Tier	Trigger	Tasks	Speed
Immediate	Every interaction (inline)	Extract facts + preferences, update state, check duplicates	< 10ms
Deferred	CF Queue (~5min delay)	Generate embeddings, merge duplicates, extract entities, create triggers	~30s
Periodic	CF Cron (every 6 hours)	Decay importance, compress episodes → patterns, prune dead memories, recompute churn	~minutes

6.2 Episode → Pattern Compression

When 5+ episodes share a theme:

Episodes about Bruno:
  - "Bruno went to the vet" (March 20)
  - "Bruno ate Arjun's shoes" (March 28)
  - "Bruno ate shoes again" (April 3)
  - "Bruno learned a new trick" (April 5)
  - "Took Bruno to the park" (April 8)
 
Pattern extracted:
  "Arjun frequently shares updates about his dog Bruno — 
   Bruno is a significant part of his daily life"
  (type: pattern, importance: 0.80, entity: pet:bruno)
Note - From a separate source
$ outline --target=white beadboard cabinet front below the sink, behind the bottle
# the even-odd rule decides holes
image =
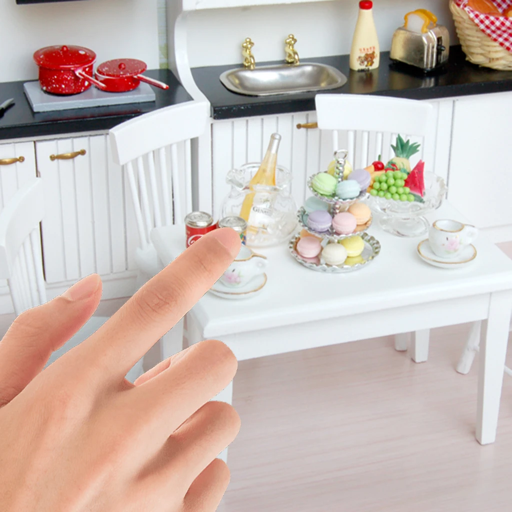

Individual episodes remain in PostgreSQL for history but are NOT loaded into the LLM context. The pattern replaces them — denser and more useful.

6.3 Memory Growth Over Time

Timeline	Memory Count	Composition
Day 1	3-5	Facts from first conversation
Week 1	15-20	Facts + preferences + early episodes
Month 1	40-50	Facts + preferences + patterns emerging
Month 3	50-70	Consolidated: patterns replace episodes, noise pruned
Month 6	60-80	Mature: mostly facts + patterns + preferences, few raw episodes
Year 1	70-100	Stable: consolidation keeps it bounded, high signal-to-noise

The count doesn't grow linearly because consolidation compresses and prunes. A year-old contact has ~100 high-quality memories, not 1,000 raw episodes.